A friend of mine told me recently there are different types of fans when it comes to expectations:

For some, hope springs eternal.  It's the fan who always believes the Cajuns will win, even if logic says they won't.  It's the fan who believes in over achievement to the point where he expects it just about every year.  He agonizes over every loss.  Each loss is the end of the world.  This is the fan who usually is at least a little disappointed when the season ends.

There is the fan who is analytical and probably a little more reasonable.  He looks to those returning to a team.  He understands there's a learning curve for most newcomers.  He figures his team will get better as the season progresses.  At the end of the year, he usually gets what he expects.

Then there is the fan who keeps expectations low.  He figures if he shoots low, he won't be disappointed.  Every time the team wins, it's a celebration because he wasn't necessarily expecting it.

And, my friend is right.  You can pretty much put fans in one of these three categories.

I usually am in the middle, because in my job, I have to try to stay away from being too much of a fan.  My expectations were very high in 2014 because of all the returning pieces from a solid 2013 team.  The expectations were met by a team that won 58 games.  I, like many, felt real disappointment when the season came to an end.

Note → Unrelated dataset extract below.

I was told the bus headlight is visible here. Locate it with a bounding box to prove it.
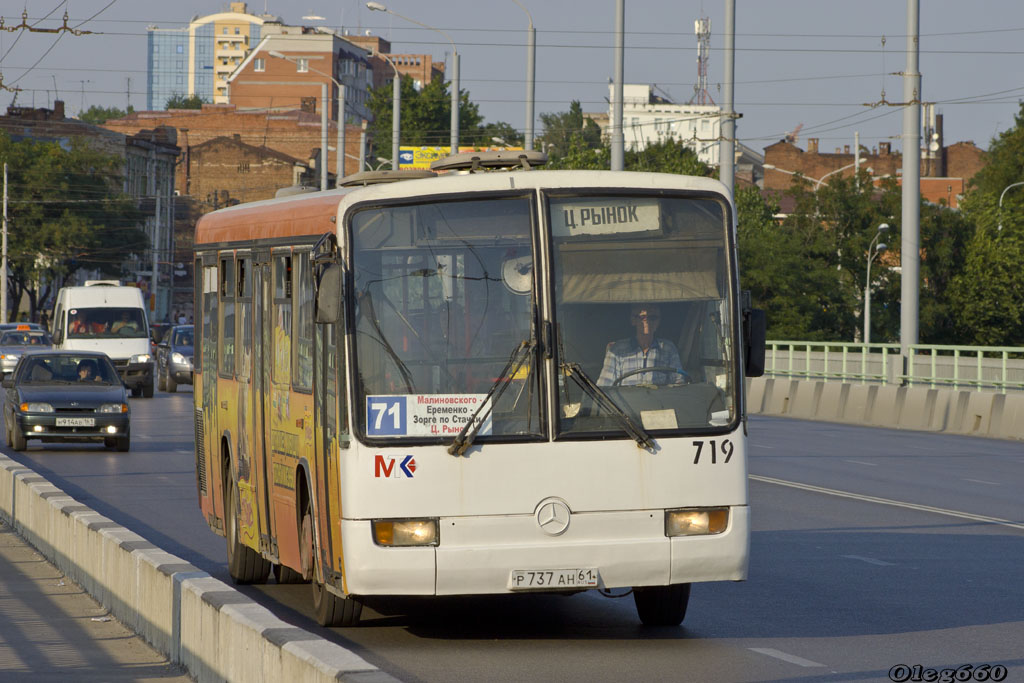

In 2015 most of those players were gone.  The Cajuns were relying on freshman pitchers.  And, because I didn't know what to expect, I had no expectations.  It would have been wrong, looking at the team on paper, to expect another regional trip.  And, during the season it was more of watching players grow up than it was performance.  Even at the end of the season, I wasn't expecting things to last past the conference tournament.

Then Stefan Trosclair hit a grand slam home run.

Oh, my word, Jay.

And, three wins later, it was a super regional.  2015 totally exceeded anything I dreamed of for that year.

Last season so many fans saw the bulk of the pitching staff returning as sophomores and there was plenty of preseason excitement.  But there were also a lot of new faces on offense, Blake Trahan was gone and I had plenty of questions about the team.  I knew they'd be good.  But I also kept saying to anyone who would listen, I felt 2017 was going to be even better.

And, here we are.

The Cajuns have arguably their deepest and most talented pitching staff ever.  They have veterans who can play.  They have newcomers the Major League baseball draft have noticed.  They have leaders.  They have a great coaching staff.

So many pieces have to fall into place at just the right time in order for a lower budget school to make it deep in the postseason, and talent is just the beginning.  And, therefore, to project a team like the Cajuns to a host regional site, a national seed, a super regional, a College World Series team or even a national title contender is pretty much a crapshoot.

There are so many intangibles, that kind of expectation might not be fair.  All it takes is one bad inning, as the Cajuns discovered in 2014.

But I'll stand by what I said a year ago.  This team has a chance to surpass what the 2016 team accomplished.

My expectation?  This team will be good.

In fact, I expect they'll be very good.